Wetzel Run is a tributary of Kern Run in Snyder County, Pennsylvania, in the United States. It is approximately 4.3 mi long and flows through Beaver Township. The watershed of the stream has an area of 3.58 sqmi. The stream is crossed by a bridge carrying US Route 522. Wild trout naturally reproduce in Wetzel Run.

==Course==
Wetzel Run begins on a large ridge in Beaver Township. It flows northwest for several tenths of a mile before turning north-northeast for several tenths of a mile, receiving an unnamed tributary from the right. It then turns north-northwest for a few tenths of a mile before turning northeast for several tenths of a mile, receiving another unnamed tributary from the right and reaching the bottom of the ridge. The stream then turns north for a few tenths of a mile before turning northwest. After several tenths of a mile, the stream turns west and then north-northwest, crossing US Route 522 and approaching Thomas Ridge. Here, the stream disappears from the surface and turns west for several tenths of a mile before reaching its confluence with Kern Run.

Wetzel Run joins Kern Run 1.10 mi upstream of its mouth.

==Hydrology, geography and geology==
The elevation near the mouth of Wetzel Run is 587 ft above sea level. The elevation of the stream's source is 1883 ft above sea level.

Beaverton Finishing Farm has or had a National Pollutant Discharge Elimination System permit for which the receiving stream was Wetzel Run.

==Watershed==
The watershed of Wetzel Run has an area of 3.58 sqmi. The mouth of the stream is in the United States Geological Survey quadrangle of Beavertown. However, its source is in the quadrangle of Beaver Springs.
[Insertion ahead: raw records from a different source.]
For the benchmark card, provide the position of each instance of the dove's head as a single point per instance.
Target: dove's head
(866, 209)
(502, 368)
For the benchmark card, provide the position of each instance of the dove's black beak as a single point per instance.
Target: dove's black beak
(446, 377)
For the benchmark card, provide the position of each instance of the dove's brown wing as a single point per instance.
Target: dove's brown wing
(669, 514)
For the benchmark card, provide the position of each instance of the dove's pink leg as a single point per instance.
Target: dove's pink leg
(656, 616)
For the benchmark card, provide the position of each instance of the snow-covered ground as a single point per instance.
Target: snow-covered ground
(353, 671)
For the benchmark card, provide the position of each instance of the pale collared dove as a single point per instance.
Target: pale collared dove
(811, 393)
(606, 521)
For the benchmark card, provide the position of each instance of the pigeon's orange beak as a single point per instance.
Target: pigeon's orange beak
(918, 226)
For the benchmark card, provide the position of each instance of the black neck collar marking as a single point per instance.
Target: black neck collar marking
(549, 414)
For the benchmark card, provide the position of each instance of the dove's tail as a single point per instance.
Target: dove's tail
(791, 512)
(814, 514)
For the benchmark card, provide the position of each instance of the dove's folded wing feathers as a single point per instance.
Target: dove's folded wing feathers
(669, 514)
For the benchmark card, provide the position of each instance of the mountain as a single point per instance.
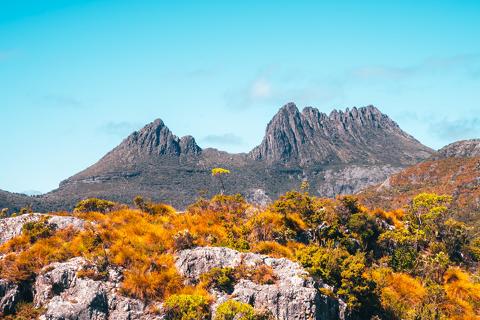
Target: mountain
(453, 170)
(337, 153)
(460, 149)
(363, 135)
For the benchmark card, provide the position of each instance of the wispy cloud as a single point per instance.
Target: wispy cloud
(119, 129)
(60, 101)
(433, 65)
(6, 54)
(277, 86)
(223, 139)
(457, 129)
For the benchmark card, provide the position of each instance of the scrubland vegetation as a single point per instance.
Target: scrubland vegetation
(415, 262)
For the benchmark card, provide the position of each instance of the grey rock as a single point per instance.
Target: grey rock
(64, 295)
(297, 146)
(295, 294)
(12, 227)
(10, 295)
(352, 179)
(460, 149)
(356, 135)
(257, 197)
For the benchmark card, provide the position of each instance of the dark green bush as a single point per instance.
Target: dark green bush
(94, 204)
(186, 307)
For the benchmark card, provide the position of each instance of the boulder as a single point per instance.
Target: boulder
(295, 294)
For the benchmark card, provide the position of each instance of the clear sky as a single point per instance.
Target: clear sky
(77, 76)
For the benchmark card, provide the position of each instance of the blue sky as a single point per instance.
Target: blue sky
(76, 76)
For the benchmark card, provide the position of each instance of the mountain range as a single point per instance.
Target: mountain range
(342, 152)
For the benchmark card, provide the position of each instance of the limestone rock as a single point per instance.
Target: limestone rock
(460, 149)
(65, 295)
(295, 294)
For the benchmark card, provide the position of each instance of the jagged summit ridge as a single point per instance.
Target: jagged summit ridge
(354, 135)
(156, 139)
(340, 152)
The stream's mouth is situated near Beavertown.

Flooding has been known to occur on Wetzel Run near the borough of Beavertown and in Beaver Township.

==History==
Wetzel Run was entered into the Geographic Names Information System on August 2, 1979. Its identifier in the Geographic Names Information System is 1191196.

A bridge carrying US Route 522 over Wetzel Run was built in 1927. The bridge was a relatively narrow, single-span concrete bridge with a length of 24 ft. Eventually, the bridge deteriorated to become functionally obsolete and was replaced in 2012 for $456,000. The new bridge had two 12 ft wide lanes and 8 ft wide shoulders and is a precast concrete box culvert bridge. The new bridge opened for traffic on August 27, 2012 and is predicted to last at least 50 years.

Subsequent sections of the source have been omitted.